As soon as you put demanding workloads on a shared storage environment, the reality starts to surface quickly. The number one concern is noisy neighbors, where one workload competes for IOPS and throughput against the rest of the workloads, causing system-wide performance issues. We looked at many different storage solutions and even implemented them in lab environments to gauge performance and reliability. Our search came to a pleasant end when we discovered SolidFire.
We chose SolidFire for agility in provisioning, full API access, and ease of scale. It’s also non-impactful to current deployment. SolidFire eliminated our noisy neighbor issues, guaranteed IOPS per volume, and most importantly, provides second-to-none support. Their technical support team leaves nothing to chance and proactively monitors multiple storage units in multiple data centers around the globe. We found an answer to all our heartaches with a single vendor: SolidFire.
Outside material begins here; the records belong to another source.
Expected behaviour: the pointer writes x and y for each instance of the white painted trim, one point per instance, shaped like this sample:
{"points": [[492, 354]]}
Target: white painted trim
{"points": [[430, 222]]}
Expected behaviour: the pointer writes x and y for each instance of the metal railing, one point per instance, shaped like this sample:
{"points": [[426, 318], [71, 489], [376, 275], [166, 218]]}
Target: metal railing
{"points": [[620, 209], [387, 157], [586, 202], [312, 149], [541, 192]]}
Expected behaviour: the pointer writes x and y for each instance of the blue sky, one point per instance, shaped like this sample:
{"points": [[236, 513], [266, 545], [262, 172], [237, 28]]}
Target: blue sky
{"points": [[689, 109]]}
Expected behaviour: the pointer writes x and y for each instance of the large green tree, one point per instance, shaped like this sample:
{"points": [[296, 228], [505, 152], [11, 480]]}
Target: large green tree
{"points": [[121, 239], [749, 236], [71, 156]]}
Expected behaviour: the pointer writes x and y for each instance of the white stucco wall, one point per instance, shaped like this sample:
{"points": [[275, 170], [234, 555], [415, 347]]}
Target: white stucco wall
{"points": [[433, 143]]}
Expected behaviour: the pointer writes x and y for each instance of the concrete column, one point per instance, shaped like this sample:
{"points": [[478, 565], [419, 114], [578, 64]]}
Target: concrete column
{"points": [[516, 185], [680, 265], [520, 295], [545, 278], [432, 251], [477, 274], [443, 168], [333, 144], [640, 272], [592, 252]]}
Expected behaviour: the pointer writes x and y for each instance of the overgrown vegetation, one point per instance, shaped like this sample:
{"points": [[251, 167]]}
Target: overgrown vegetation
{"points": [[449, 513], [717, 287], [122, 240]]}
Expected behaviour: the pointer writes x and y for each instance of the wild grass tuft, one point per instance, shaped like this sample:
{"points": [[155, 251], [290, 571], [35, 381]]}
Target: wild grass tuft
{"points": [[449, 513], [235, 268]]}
I am sure ZFS and semi-SSD-based storage has a place in dedicated developments and backup arena, but not in high-performance and reliability-demanding deployments such as Datapipe’s Stratosphere cloud. Now when I need to do a code update or add capacity on a cloud storage subsystem, I open a tunnel and SolidFire does the rest. No outage, no maintenance window required. It’s totally worry-free, allowing me to reduce the complexity of my operations, and focus instead on those other daily operations that aren’t as streamlined and do cause me worry!